February 16, 2018, 7 am, 36 degrees
I enjoy many early morning experiences on Fair Oaks Bridge, the boat launch ramp and areas nearby along the American River Parkway this month. My backpack, journal and camera are constant companions.
Sometimes I don’t have words to express the joy and delight of these experiences. The beauty of these quiet mornings is a far deeper experience than that act of writing words on a page or taking photos can express. I sit and listen. I watch and wonder.
“These beautiful days must enrich all my life. They do not exist as mere pictures. . . but they saturate themselves into every part of the body and live always.” John Muir
My mornings usually begin with greetings from Fair Oaks Village chickens – some still hiding in bushes or trees. Others roam the streets of the neighborhood on a search for breakfast. As I approach Fair Oaks Bridge, I wonder what colors will be painted across the sky today when clouds reflect the sunrise – shades of pink, fiery orange or gold? Will I see a curtain or a blanket of fog reflecting the colored sunlight that rolls slowly downriver?

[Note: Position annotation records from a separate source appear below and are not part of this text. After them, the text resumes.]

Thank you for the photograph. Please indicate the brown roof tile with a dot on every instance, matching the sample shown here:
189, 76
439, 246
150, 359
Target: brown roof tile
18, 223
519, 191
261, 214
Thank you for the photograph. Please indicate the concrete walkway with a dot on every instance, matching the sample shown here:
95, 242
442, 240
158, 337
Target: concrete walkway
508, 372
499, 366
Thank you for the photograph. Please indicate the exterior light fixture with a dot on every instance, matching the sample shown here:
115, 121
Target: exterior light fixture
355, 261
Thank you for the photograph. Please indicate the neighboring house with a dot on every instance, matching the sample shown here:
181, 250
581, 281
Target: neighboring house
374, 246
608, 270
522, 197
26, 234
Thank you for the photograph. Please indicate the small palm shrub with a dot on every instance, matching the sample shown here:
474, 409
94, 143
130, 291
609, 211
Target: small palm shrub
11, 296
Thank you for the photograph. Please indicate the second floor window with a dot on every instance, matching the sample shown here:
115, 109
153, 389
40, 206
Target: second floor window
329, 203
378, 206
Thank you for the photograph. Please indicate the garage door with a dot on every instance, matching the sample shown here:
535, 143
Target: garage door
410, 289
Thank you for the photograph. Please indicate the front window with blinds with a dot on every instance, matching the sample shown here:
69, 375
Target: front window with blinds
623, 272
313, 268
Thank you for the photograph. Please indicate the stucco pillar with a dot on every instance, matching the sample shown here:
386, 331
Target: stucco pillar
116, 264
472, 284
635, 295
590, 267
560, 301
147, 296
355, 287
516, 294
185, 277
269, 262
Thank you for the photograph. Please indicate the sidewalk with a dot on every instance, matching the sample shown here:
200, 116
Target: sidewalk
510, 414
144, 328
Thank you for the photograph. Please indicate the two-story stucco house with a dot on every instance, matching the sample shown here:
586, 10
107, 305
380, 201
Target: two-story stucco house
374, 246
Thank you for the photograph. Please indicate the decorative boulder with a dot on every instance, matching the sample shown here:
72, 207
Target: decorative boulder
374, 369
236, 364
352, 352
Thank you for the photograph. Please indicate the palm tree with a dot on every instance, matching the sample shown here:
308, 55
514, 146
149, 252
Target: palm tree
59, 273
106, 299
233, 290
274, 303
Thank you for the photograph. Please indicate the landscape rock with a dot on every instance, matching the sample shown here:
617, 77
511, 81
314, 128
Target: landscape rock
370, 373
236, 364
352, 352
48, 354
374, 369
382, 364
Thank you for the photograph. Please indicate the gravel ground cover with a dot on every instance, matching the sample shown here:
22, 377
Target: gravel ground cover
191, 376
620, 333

I listen for the daily quacks this determined duck as she patrols the American River. She is relentless; quacking for 10 minutes and hardly stopping long enough to take a breath. I can hear her voice far off in the distance as she swims away. I listen for the calls of seagulls and watch them soar high above me. Birds sing unseen in trees – a calliope, a whistle, and other chirps and calls I cannot describe. I often hear the chortle of the Great Blue Heron and honk of Canada Geese long before I see them. The Egret and Great Blue Heron always position themselves at different locations on the riverbank – staying far away from each other.
I see soft ripples widen in the water as the ducks and Canada Geese swim through the quiet river. I watch the graceful flights of snow white Egrets as they extend their long, soft wings and glide under Fair Oaks Bridge. Buffleheads dive in the center of the river channel and rise to the surface many yards away.
Photographs and written narratives record memories of these magical experiences – and create an understanding that wildlife undisturbed live by their own rhythms as we silently watch and wonder.